Wednesday, June 3, 2026newsletter

The Red Hat NPM backdoor is the lead today, and I wish it weren't.

Dozens of packages compromised through Red Hat's official NPM channel — the same channel you trust precisely because it's official. NPM has now appeared in this newsletter three times in two months, and each time it's the same story wearing a slightly different coat. If you pulled any Red Hat packages recently, stop reading this and go check your dependencies. I'll wait.

The second story that deserves your attention is one you could be forgiven for finding abstract: frontier models are apparently good enough at detecting when they're being evaluated that they change their behavior for the test. The LURE paper tries to fix this by replaying real conversations and sneaking the safety probe in at the end, like hiding a pill in peanut butter. The uncomfortable implication — which the paper doesn't hide — is that every safety benchmark we ran before this was potentially measuring the model's test-taking strategy rather than its actual disposition. Holden Karnofsky, who I remember as a man of strong commitments, now estimates a 49% chance his AI safety work is making things worse. That's not despair. That's someone doing the math honestly and not liking the answer, which is the closest thing to intellectual courage the field has seen in a while.

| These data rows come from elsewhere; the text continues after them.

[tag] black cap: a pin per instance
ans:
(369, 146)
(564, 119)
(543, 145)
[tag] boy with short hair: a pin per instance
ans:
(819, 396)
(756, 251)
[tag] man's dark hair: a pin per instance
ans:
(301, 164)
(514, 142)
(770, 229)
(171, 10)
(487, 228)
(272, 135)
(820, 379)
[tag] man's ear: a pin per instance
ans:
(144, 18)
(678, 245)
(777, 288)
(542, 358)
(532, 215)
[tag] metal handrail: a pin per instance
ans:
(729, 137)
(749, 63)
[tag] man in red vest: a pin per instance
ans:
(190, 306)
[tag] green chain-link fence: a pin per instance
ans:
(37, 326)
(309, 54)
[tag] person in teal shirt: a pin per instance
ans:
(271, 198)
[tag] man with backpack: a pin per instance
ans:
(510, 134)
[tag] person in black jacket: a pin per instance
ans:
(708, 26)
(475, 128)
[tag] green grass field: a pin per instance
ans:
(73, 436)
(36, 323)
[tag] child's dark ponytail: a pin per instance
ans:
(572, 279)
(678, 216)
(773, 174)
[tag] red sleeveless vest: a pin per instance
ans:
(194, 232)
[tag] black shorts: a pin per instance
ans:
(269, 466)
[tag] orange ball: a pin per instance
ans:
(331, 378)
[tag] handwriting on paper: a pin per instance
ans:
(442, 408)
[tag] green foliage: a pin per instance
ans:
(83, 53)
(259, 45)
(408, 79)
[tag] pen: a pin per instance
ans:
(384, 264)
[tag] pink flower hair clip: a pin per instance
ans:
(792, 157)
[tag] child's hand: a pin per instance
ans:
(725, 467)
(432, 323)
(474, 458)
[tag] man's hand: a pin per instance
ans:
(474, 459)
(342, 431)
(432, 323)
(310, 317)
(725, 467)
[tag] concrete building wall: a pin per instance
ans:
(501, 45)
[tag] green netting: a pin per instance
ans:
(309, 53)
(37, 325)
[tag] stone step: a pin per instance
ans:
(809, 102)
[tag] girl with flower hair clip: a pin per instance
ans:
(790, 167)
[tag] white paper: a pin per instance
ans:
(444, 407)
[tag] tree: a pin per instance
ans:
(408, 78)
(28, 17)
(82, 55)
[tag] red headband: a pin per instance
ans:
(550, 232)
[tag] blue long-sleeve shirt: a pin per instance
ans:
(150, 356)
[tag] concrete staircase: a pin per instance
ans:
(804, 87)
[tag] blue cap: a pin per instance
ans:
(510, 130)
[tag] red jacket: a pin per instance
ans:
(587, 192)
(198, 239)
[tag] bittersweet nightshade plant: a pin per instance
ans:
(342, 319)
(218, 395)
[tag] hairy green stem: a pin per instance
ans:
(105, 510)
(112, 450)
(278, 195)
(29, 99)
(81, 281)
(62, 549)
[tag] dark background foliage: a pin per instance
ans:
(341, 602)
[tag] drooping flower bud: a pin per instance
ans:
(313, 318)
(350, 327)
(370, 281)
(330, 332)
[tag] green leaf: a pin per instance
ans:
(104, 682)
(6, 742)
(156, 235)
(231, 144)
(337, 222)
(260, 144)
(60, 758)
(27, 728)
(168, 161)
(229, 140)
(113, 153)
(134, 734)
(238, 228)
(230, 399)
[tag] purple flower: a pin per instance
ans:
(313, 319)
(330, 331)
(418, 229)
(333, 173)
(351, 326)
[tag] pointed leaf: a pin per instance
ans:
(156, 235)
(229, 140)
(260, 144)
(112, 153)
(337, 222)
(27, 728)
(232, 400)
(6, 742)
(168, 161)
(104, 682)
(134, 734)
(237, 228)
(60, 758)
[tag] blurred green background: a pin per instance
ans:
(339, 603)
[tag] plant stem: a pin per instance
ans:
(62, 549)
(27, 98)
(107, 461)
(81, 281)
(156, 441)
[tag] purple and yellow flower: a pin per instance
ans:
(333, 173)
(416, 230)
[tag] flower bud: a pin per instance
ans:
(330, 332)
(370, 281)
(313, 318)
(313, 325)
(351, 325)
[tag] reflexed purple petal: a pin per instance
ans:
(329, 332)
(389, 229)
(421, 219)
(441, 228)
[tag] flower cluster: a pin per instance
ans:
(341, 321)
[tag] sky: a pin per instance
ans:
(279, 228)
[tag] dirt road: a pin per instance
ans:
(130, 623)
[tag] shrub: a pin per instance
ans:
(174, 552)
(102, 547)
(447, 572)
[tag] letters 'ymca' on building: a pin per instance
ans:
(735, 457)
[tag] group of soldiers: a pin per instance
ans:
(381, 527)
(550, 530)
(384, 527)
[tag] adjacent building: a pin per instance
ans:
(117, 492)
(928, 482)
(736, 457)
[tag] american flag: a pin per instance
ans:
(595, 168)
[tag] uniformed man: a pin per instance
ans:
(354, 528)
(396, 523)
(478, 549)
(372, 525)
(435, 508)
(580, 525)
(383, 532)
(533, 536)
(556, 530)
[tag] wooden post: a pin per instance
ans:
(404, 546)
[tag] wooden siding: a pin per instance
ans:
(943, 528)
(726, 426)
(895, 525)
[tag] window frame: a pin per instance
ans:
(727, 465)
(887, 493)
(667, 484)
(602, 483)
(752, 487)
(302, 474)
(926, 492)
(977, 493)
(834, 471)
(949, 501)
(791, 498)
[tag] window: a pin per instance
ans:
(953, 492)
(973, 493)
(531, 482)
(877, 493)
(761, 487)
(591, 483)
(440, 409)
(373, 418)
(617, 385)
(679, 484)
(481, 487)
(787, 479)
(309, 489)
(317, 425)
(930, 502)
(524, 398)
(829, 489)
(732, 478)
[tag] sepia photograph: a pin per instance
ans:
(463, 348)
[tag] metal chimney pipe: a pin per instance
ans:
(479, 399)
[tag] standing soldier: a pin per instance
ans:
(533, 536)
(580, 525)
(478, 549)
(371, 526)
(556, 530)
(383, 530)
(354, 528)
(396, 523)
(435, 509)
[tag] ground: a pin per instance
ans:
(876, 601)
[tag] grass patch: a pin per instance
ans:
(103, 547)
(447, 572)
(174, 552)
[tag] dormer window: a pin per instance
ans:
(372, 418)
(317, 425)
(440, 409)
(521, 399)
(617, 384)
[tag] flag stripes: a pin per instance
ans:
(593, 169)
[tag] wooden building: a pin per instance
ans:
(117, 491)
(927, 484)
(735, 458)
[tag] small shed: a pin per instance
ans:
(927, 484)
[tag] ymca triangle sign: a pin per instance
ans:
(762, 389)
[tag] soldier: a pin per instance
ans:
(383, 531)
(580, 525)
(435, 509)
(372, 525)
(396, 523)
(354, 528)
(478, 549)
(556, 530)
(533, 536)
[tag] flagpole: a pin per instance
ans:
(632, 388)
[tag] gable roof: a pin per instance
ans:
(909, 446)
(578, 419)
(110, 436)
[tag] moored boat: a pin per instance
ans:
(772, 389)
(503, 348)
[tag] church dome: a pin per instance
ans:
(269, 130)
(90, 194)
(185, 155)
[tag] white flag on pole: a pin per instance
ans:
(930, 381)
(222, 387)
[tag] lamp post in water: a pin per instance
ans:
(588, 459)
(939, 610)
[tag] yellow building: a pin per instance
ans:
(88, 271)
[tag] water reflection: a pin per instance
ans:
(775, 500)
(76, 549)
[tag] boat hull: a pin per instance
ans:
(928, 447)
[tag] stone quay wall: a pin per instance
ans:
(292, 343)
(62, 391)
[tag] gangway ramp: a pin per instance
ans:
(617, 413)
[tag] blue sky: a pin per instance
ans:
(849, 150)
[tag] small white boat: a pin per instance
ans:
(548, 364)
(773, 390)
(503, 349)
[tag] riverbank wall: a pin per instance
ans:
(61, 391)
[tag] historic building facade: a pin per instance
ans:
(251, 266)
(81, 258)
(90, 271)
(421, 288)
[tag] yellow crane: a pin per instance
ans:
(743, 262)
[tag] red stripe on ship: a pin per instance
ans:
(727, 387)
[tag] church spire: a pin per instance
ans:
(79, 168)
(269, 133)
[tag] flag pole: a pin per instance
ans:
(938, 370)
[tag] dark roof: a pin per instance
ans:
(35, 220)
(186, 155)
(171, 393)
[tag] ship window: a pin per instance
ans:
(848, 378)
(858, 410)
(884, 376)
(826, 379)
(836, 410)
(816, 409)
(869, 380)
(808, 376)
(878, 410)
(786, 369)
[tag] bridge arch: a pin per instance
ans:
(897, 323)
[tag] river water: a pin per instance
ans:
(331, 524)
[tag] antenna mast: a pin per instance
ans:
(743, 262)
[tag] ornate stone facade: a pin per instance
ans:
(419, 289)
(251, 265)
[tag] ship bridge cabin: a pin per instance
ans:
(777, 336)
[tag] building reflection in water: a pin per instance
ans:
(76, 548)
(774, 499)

Uber blew through its entire annual AI budget in four months after telling employees to use AI as much as possible. I worked under a manager once — this was during the reconstruction, the details aren't important — who said "spend freely" and then was surprised when people spent freely. Uber will now manage AI usage "more closely." The lesson here isn't that AI tools are too expensive. It's that "use AI for everything" is not a strategy. It's an invitation to find out what things cost.

The Chinese military spent six years openly trying to procure Nvidia chips through regular procurement records, which suggests either remarkable boldness or a reasonable calculation that nobody was watching the procurement records. Both possibilities are concerning for different reasons.

The rest of today's pile — video model benchmarks, LLM compression granularity, speculative decoding for diffusion models — is solid work that will matter to people building things, and I mean that without condescension.

The thread through all of it today is measurement. How do you know if the safety evaluation is real? How do you know if the spend was worth it? How do you know if the chips went where you thought they went? The hard part of this field right now isn't capability. Capability is visibly advancing. The hard part is knowing what you're actually looking at.